The candy bar at the bottom of the pyramid
Last week, Nestle, the world's largest food company, launched a barge called Nestlé Até Você a Bordo – or Nestlé Takes You Onboard – on an 18-day voyage up the Amazon River in Brazil. This so-called floating supermarket will bring more than 300 well-known Nestlé brands, including Ninho (packaged milk), Maggi (soups and seasonings) and Nescafé (instant coffee) to 800,000 potential customers in 18 cities who, who, until now, managed to get by without those products, or such treats as Nestle's Crunch, Push-Up or my childhood favorite, Baby Ruth.
In a press release, Ivan Zurita, the chief executive of Nestlé Brazil, is quoted as saying:
It will be a service to the population of the Amazon, who has streets and avenues in the form of rivers. It is a project aligned with our concept of Regionalisation, based on the different profiles of consumers, where we deal with each region as a different area.
Not everyone is cheering. Under the headline, All Aboard for Ice Cream: Nestle Peddling Junk Food on Amazon River to Reach Brazil's Slums, Michele Simon, a public health lawyer and author of a book called Appetite for Profit: How the Food Industry Undermines Our Health and How to Fight Back, calls this "especially disgusting news" and says of the Amazon dwellers:
I don't think these people are lost or have been camping out too long, they're just living their lives. They probably don't even realize they are missing out on Toll House, Raisinets, and Sno-Caps. But no matter, if there are people out there so backwards to still be subsisting on food found in nature, Big Food will find them, by land or by sea, and set them straight.

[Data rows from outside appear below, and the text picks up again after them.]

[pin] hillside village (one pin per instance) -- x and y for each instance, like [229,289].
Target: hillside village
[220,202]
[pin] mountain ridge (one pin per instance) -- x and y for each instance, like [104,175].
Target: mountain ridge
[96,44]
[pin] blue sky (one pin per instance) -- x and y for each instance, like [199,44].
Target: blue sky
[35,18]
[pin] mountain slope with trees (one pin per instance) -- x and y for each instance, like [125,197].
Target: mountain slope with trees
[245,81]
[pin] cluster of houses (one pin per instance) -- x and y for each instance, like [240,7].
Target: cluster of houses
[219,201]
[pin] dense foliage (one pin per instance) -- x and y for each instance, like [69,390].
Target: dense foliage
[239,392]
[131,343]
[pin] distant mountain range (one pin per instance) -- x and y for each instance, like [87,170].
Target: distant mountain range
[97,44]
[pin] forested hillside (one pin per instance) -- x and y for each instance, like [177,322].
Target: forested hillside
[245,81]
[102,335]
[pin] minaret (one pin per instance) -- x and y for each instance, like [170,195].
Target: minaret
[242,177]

Hmm. Simon's outrage seems a little over the top, as libertarian blogger Katherine Mangu-Ward argues at The Atlantic website. Her first reaction to the Nestle story was a little different:
Neat! It's like having an ice cream truck come to your house, which must be especially exciting when your house is in a remote fishing city in Brazil.
This is the kind of argument we'll be hearing more often, as growth slows in the U.S., EU and Japan and global companies seek new customers in Brazil, China, India and the rest of the developing world. In particular, companies are looking for ways to reconfigure their products and services to appeal to the world's two billion poor people. That opportunity was the focus of The Fortune at the Bottom of the Pyramid, an influential book by C.K. Prahalad, who died earlier this year. The book's subtitle, by the way, was "eradicating poverty through profits."

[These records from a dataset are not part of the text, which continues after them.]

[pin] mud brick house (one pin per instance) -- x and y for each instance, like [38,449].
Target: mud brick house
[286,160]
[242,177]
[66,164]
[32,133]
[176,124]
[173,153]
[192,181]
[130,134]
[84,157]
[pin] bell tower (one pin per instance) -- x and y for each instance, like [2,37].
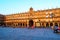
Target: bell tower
[31,9]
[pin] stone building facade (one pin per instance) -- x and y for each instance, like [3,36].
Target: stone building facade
[39,18]
[2,19]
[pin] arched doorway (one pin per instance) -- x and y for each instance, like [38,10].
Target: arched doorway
[30,23]
[47,24]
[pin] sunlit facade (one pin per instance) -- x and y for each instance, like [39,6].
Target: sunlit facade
[39,18]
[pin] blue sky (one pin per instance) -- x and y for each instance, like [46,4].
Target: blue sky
[18,6]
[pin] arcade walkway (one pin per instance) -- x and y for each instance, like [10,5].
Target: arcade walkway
[28,34]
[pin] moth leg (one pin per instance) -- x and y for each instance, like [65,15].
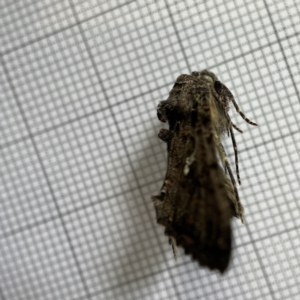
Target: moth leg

As it happens, Nestle provided a case study of how not to sell to the poor back in the 1970s when it became the target of a worldwide boycott over what critics said was its unethical marketing of infant formula. This time around, Nestle is emphasizing the nutritional value of its food; by email, Luciane Gellerman of Nestle Brazil tells me that the products on the barge include
Ninho Integral Milk (that) contains ingredients that are essential to children during growth, such as vitamins A and D, plus calcium, phosphorus, magnesium, carbohydrates and proteins….It is the only line of milks with specific benefits to meet the needs of each child's stage of growth. Its consumption should be associated with a balanced diet and healthy lifestyle….Ideal, a line that consists of dairy products enriched with iron, calcium and Vitamins A, C and D…Both products are supplied in packaging sachets, which reduces the final price.
In the news release announcing the barge, Nestle also makes a point of saying that it employs about 7,500 resellers in Brazil, most of them urban women, who go door-to-door, selling Nestle products. These women "become in some cases the main source of funds to their families," the company says.

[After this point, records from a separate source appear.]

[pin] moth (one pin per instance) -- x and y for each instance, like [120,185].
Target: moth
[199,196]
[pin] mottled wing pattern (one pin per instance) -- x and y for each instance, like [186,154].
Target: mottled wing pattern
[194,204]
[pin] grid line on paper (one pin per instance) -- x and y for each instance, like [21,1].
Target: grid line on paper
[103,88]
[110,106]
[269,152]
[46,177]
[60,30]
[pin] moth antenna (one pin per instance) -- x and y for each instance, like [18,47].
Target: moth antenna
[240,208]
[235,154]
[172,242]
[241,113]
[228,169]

Of course, Nestle is providing more than fortified milk and sales jobs to the Brazilian poor–it is also introducing them to such treats as the Nestle Drumstick, "the original sundae cone," (290 calories, 16 grams of fat) and, by extension, the fat-heavy, sugar-infused diet that has contributed to the obesity epidemic here in the United States.
And yet…to argue that Nestle should stay out of the Amazon or sell only healthy products there is to say that we know better than the Brazilians what's good for them. (Presumably, they are already getting plenty of fresh, locally grown vegetables.) People found it heartwarming when when American GIs handed out candy bars to impoverished kids in Europe after World War II. The Chinese love Kentucky Fried Chicken. MTV is a hit in India. And a trilogy of Swedish thrillers dominates the best-seller list in the U.S.
Maybe we should celebrate the fact that kids in the Amazon can now enjoy a Nestle Drumstick on a hot and humid day.